O rótulo provocativo de “Dama do Tráfico” conferido por O Estado de S. Paulo tornou-se a peça central de uma estratégia da extrema-direita para disseminar conteúdo e fornecer justificativas para as investidas do bolsonarismo em suas escolhas de alvos políticos. Em meio a esse cenário, Luciane Barbosa, esposa de um líder criminoso no Amazonas e defensora dos direitos dos detentos por meio de uma ONG, emergiu nos holofotes após seus encontros em Brasília com autoridades do Ministério da Justiça e dos Direitos Humanos.
O desencadeamento dessa crise começou com a peculiar alcunha atribuída por O Estado de S. Paulo. O termo “Dama do Tráfico” parece ser uma novidade mesmo nas páginas policiais da região amazônica. No entanto, para o Brasil, Luciane foi apresentada com o rótulo perfeito para amplificar a relevância do caso.
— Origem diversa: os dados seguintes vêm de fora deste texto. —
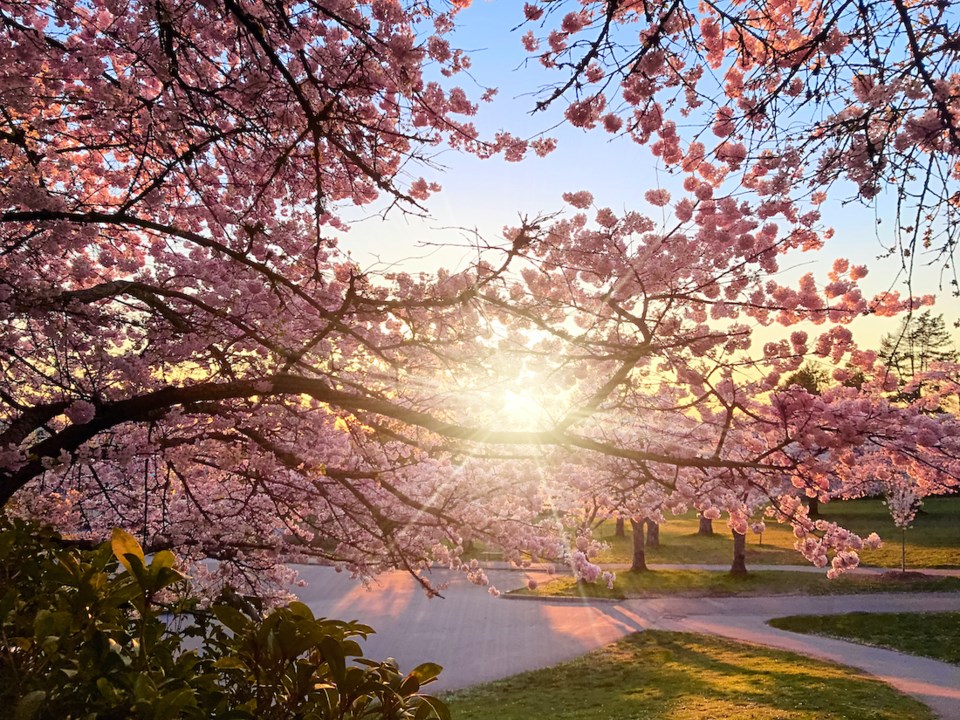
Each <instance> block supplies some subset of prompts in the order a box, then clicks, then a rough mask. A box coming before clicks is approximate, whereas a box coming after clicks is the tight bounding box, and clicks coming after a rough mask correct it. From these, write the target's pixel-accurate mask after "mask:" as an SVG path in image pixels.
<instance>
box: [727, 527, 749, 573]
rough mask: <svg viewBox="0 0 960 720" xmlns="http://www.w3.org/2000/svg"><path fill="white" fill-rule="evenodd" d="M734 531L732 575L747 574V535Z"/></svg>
mask: <svg viewBox="0 0 960 720" xmlns="http://www.w3.org/2000/svg"><path fill="white" fill-rule="evenodd" d="M732 532H733V565H731V566H730V574H731V575H746V574H747V536H746V535H745V534H743V533H738V532H737V531H736V530H734V531H732Z"/></svg>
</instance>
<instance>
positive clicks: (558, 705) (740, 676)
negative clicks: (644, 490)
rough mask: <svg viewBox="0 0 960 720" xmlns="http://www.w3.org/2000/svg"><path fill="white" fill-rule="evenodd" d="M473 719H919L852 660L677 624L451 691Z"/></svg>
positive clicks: (909, 699) (466, 719) (880, 682)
A revelação recente de que sua viagem a Brasília foi financiada com recursos do Ministério de Direitos Humanos desencadeou uma série de reações. Sílvio Almeida, titular da pasta, passou a ser alvo da furiosa retórica bolsonarista, que anteriormente estava concentrada no Ministro da Justiça, Flávio Dino. Ambos enfrentam agora pedidos de impeachment.
O cerne da questão reside na dicotomia entre a essência proclamada pelos bolsonaristas – defesa da ordem e combate ao crime organizado – e a realidade obscura de sua afinidade com práticas criminosas. Sua suposta “defesa da ordem” revela-se como a defesa velada de ações como limpeza étnica, encarceramento em massa, execuções sumárias e tortura.
Num primeiro olhar, o episódio parece oferecer uma oportunidade para associar o governo Lula ao crime organizado, difamar os direitos humanos e consolidar uma postura mais rígida no tratamento de criminosos. Entretanto, detalhes e a memória recente desmentem essa narrativa.
Em 2019, o ex-vice-presidente Hamilton Mourão, figura destacada do bolsonarismo, recebeu no Palácio do Planalto o megatraficante Milton Constantino da Silva, conhecido como “Pablo Escobar Brasileiro”. Constantino foi posteriormente preso na operação Enterprise, acusado de tráfico internacional de drogas. O encontro foi supostamente sobre o “fortalecimento do patriotismo”, e apesar da repercussão, Mourão não enfrentou constrangimentos.
Esse episódio, evidentemente, escapa à memória seletiva dos bolsonaristas que agora criticam Dino e Almeida, assim como ignoram a relação íntima do clã Bolsonaro com as milícias do Rio de Janeiro e os recentes escândalos envolvendo transporte de drogas em aeronaves da FAB.
No caso de Lidiane, ela representa a sociedade civil no Comitê de Prevenção e Combate à Tortura no Amazonas. O financiamento de sua viagem visa a participação de membros desses comitês em eventos pertinentes às suas áreas de atuação. Não cabe ao governo federal investigar o passado dos membros desses comitês, tampouco escolher quem pode ou não participar desses eventos.
A controvérsia em torno da “dama do crime”, aparentemente natural, serve como uma cortina de fumaça para questões mais profundas. Ela alimenta a direita raivosa anti-direitos humanos e busca constranger um governo que se fundamenta em ideias iluministas, não medievais.